Eine ältere Dame freute sich darüber, daß die Kinder der Nachbarn sich häufig mit ihr unterhielten und ihr auch bei Einkäufen behilflich waren. Wenn sie krank war, holten die Nachbarn in der Apotheke ihre Medikamente und legten ihr auch mal Geld aus. Als die ältere Dame starb, wunderten sich die Nachbarn darüber, daß eine Versicherung sie anschrieb und ihnen mitteilte, daß die Kinder Bezugsberechtigte in einer Lebensversicherung seien und sie nun der Versicherung eine Kontonummer für die Überweisung der Versicherungssumme mitteilen mögen.
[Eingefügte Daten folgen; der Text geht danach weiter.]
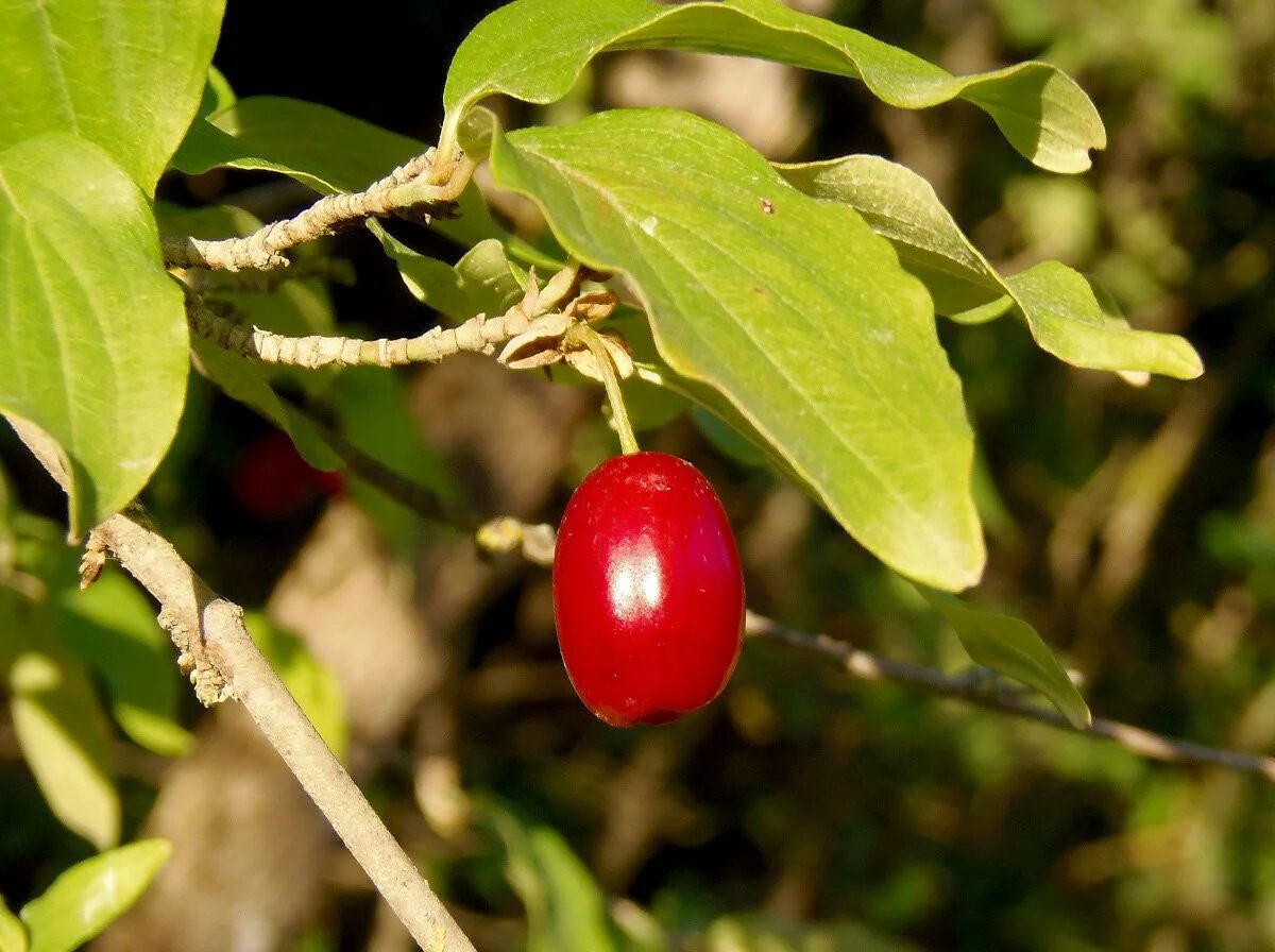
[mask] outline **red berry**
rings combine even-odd
[[[663,452],[593,470],[558,528],[553,617],[571,684],[607,724],[663,724],[722,693],[743,576],[704,475]]]
[[[340,473],[306,463],[287,433],[272,429],[245,447],[231,470],[231,491],[258,519],[284,519],[320,494],[340,492]]]

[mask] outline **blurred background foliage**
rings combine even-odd
[[[506,103],[505,117],[658,103],[775,159],[886,154],[926,176],[1003,270],[1061,259],[1135,326],[1186,334],[1206,376],[1132,387],[1062,366],[1009,320],[941,328],[980,444],[991,561],[978,595],[1031,621],[1095,712],[1271,751],[1275,5],[793,3],[956,73],[1052,60],[1098,103],[1111,145],[1089,175],[1048,176],[968,106],[903,112],[852,82],[676,54],[604,57],[567,101]],[[295,96],[432,140],[450,51],[493,5],[367,0],[349,29],[296,3],[231,0],[215,64],[240,96]],[[161,195],[261,219],[307,200],[241,172],[173,176]],[[490,200],[525,237],[543,228],[527,203]],[[400,336],[439,320],[368,236],[325,251],[353,261],[357,282],[295,282],[242,306],[293,333]],[[615,450],[598,393],[491,361],[277,382],[482,512],[556,521]],[[754,609],[965,663],[908,586],[733,435],[632,399],[644,444],[719,488]],[[162,837],[172,858],[99,948],[408,948],[245,715],[196,709],[131,582],[108,567],[73,596],[75,556],[50,521],[61,501],[9,435],[0,451],[9,906],[94,847]],[[1275,947],[1269,783],[849,683],[770,644],[746,647],[708,711],[608,729],[557,660],[546,572],[481,559],[349,474],[309,470],[198,376],[144,502],[214,588],[254,609],[254,635],[482,949]]]

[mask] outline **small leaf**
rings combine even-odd
[[[859,543],[931,585],[977,581],[960,381],[924,288],[857,213],[672,110],[501,135],[491,162],[572,255],[632,279],[668,364],[718,390]]]
[[[779,166],[808,195],[844,201],[889,238],[940,314],[965,324],[1017,307],[1037,343],[1077,367],[1149,371],[1190,380],[1200,357],[1176,334],[1132,330],[1105,312],[1089,283],[1057,261],[1002,278],[965,237],[924,178],[877,155]]]
[[[692,50],[755,56],[859,78],[891,106],[917,110],[961,98],[987,112],[1023,155],[1054,172],[1082,172],[1107,145],[1094,105],[1046,62],[952,76],[918,56],[775,0],[666,5],[650,0],[518,0],[479,23],[456,50],[442,103],[441,143],[454,143],[487,96],[561,99],[608,50]]]
[[[453,266],[413,251],[379,224],[371,229],[394,259],[412,296],[454,321],[504,314],[523,296],[505,245],[496,238],[479,241]]]
[[[41,635],[42,647],[28,638],[9,669],[18,746],[54,814],[106,849],[120,839],[106,715],[79,661],[57,649],[51,631]]]
[[[107,571],[84,591],[62,586],[56,599],[62,637],[106,681],[124,733],[164,757],[189,751],[194,738],[177,724],[176,655],[147,596]]]
[[[27,927],[0,896],[0,952],[27,952]]]
[[[1007,283],[1037,343],[1067,363],[1179,380],[1204,373],[1191,344],[1176,334],[1131,330],[1123,317],[1104,311],[1084,275],[1066,265],[1043,261]]]
[[[60,133],[0,152],[0,412],[61,445],[78,538],[138,494],[177,431],[181,292],[138,187]]]
[[[76,863],[22,909],[31,952],[71,952],[140,898],[168,862],[167,840],[142,840]]]
[[[505,876],[527,907],[527,952],[618,952],[602,891],[562,837],[499,807],[484,813],[505,844]]]
[[[244,621],[252,641],[270,661],[315,730],[338,758],[346,760],[349,751],[349,724],[346,720],[346,698],[335,675],[310,654],[301,638],[283,631],[265,616],[254,613]]]
[[[1093,723],[1085,698],[1030,624],[1021,618],[973,608],[943,593],[921,589],[921,594],[952,626],[975,664],[1035,688],[1074,728],[1082,730]]]
[[[149,196],[195,116],[223,8],[224,0],[184,0],[175,17],[140,0],[5,4],[0,143],[74,133]]]

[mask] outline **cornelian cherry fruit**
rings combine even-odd
[[[558,528],[553,617],[571,684],[607,724],[663,724],[722,693],[743,575],[708,479],[663,452],[594,469]]]
[[[302,459],[292,438],[272,429],[245,447],[231,470],[235,500],[256,519],[279,520],[320,496],[339,496],[340,473],[325,473]]]

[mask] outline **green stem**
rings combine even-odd
[[[634,436],[632,424],[629,422],[629,410],[625,409],[625,395],[620,393],[620,377],[616,376],[616,364],[607,352],[607,345],[602,338],[588,324],[578,324],[571,333],[593,354],[602,371],[602,384],[607,387],[607,399],[611,401],[611,415],[616,419],[616,431],[620,433],[620,449],[625,455],[638,452],[638,437]]]

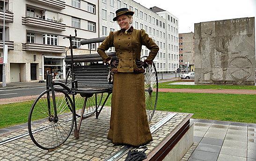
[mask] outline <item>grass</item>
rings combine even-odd
[[[160,88],[174,89],[251,89],[256,90],[256,86],[235,86],[235,85],[168,85],[171,83],[182,81],[181,80],[168,81],[160,83],[158,87]]]
[[[156,110],[193,113],[193,118],[256,123],[256,100],[253,94],[159,93]],[[110,101],[110,97],[106,106]],[[0,128],[27,122],[33,102],[0,105]]]

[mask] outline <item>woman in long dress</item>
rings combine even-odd
[[[148,64],[153,63],[159,48],[144,30],[131,25],[133,12],[123,8],[116,13],[113,20],[121,29],[111,31],[97,50],[105,63],[116,67],[112,69],[115,74],[108,139],[115,144],[139,146],[153,140],[146,113],[143,73]],[[142,45],[150,50],[144,62],[139,60]],[[113,47],[117,57],[115,61],[105,53]]]

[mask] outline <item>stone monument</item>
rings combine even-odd
[[[195,24],[195,82],[255,84],[254,17]]]

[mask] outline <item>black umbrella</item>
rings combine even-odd
[[[142,151],[138,150],[129,150],[124,161],[140,161],[147,158],[145,153],[147,149],[147,147],[142,146],[139,148],[144,148]]]

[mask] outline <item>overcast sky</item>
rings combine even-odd
[[[179,33],[194,32],[194,24],[256,17],[256,0],[133,0],[149,8],[156,6],[179,20]]]

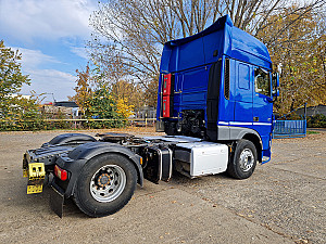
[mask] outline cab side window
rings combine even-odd
[[[254,90],[258,93],[271,97],[271,78],[267,70],[254,68]]]

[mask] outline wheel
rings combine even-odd
[[[256,160],[254,144],[251,141],[241,139],[238,141],[235,153],[230,157],[227,172],[236,179],[247,179],[253,174]]]
[[[131,198],[137,171],[126,157],[103,154],[90,159],[76,182],[74,201],[90,217],[112,215]]]

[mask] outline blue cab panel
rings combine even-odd
[[[162,117],[162,77],[173,74],[171,117]],[[258,137],[271,155],[272,61],[260,40],[235,27],[228,15],[203,31],[164,44],[158,121],[170,134],[210,141]],[[260,158],[262,160],[262,158]]]

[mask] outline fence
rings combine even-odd
[[[301,138],[306,134],[306,120],[275,120],[273,138]]]
[[[125,126],[153,127],[155,118],[99,119],[99,118],[43,118],[36,120],[0,119],[0,131],[51,129],[104,129]]]

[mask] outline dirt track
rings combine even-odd
[[[176,175],[159,185],[146,181],[125,208],[100,219],[70,201],[60,219],[48,204],[50,189],[25,194],[23,153],[59,133],[0,133],[0,243],[325,243],[325,132],[274,140],[272,162],[248,180]]]

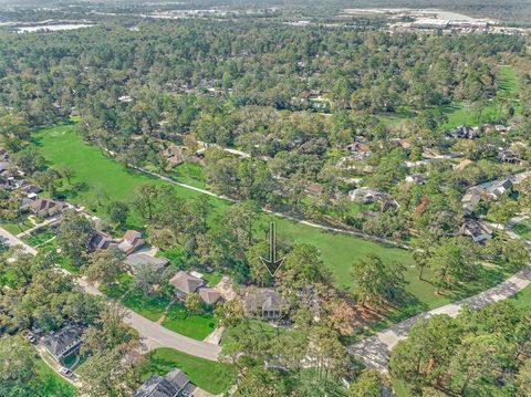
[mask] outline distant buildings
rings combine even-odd
[[[195,390],[196,386],[185,373],[174,368],[164,377],[153,375],[133,397],[192,397]]]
Derartige Fälle kommen immer wieder vor. Lebensversicherungsverträge sind schließlich eine beliebte Geldanlage. Sie bieten eine recht einfache Möglichkeit, den „Begünstigten im Todesfall“ etwas zukommen zu lassen, ohne dafür ein Testament zu errichten. Wenn der Versicherungsnehmer es sich anders überlegt, kann er jederzeit die Begünstigung streichen oder einen anderen Namen einsetzen. Allerdings gibt es im Erbfall auch immer wieder Irritationen mit diesen Zuwendungen.
Eine Lebensversicherung ist ein sogenannter Vertrag zu Gunsten Dritter. Der Versicherungsnehmer vereinbart mit der Versicherung, daß diese die Versicherungssumme im Todesfall an den begünstigten Dritten auszahlt. Der Dritte, auch Bezugsberechtigter genannt, erfährt oft erst nach dem Todesfall davon.
Wenn die Begünstigung im Versicherungsvertrag keine Gegenleistung für etwas ist, was der Begünstigte dem Versicherungsnehmer geleistet hat, dann handelt es sich bei der Zuwendung um eine Schenkung. Ohne notarielle Beurkundung ist die Schenkung zunächst unwirksam, der Formfehler wird mit Vollzug der Versicherungsleistung aber „geheilt“. Und genau hier kam es im Erbfall des Monats zu einem Problem:
Die Erbin der älteren Dame fand den Versicherungsschein und wollte nicht, daß die Versicherungssumme an die Nachbarskinder gehen. Sie beauftragte einen Fachanwalt für Erbrecht damit, möglichst viel aus der Erbschaft „herauszuholen“. Der Anwalt schrieb schnell die Versicherung und die Begünstigten an und widerrief das Schenkungsangebot, das Juristen darin sehen, daß die Versicherung den Bezugsberechtigten im Auftrag bzw. als Bote des verstorbenen Versicherungsnehmers fragt, wohin die Versicherungssumme ausbezahlt werden soll. Am selben Tag schrieben die Eltern der bezugsberechtigten Nachbarskinder an die Versicherung, auf welches Bankkonto sie die Überweisung wünschen.
Nachdem die Auszahlung noch nicht erfolgt war, konnte die Schenkung noch nicht vollzogen werden, bevor die Widerrufserklärung der Erbin erfolgte. Es ließ sich auch nicht nachweisen, daß die Bezugsberechtigung in der Lebensversicherung eine Gegenleistung für die Nachbarschaftshilfe war. Daher hatte die Erbin das „Wettrennen“ gewonnen und die Nachbarskinder bekamen die Versicherungssumme doch nicht. An diesem Fall wird deutlich, daß die Begünstigung durch einen Versicherungsvertrag nicht annähernd so sicher ist wie ein Vermächtnis. Hätte die ältere Dame die Nachbarskinder in ihrem Testament bedacht, dann hätten sie gemäß dem Willen der Erblasserin etwas bekommen.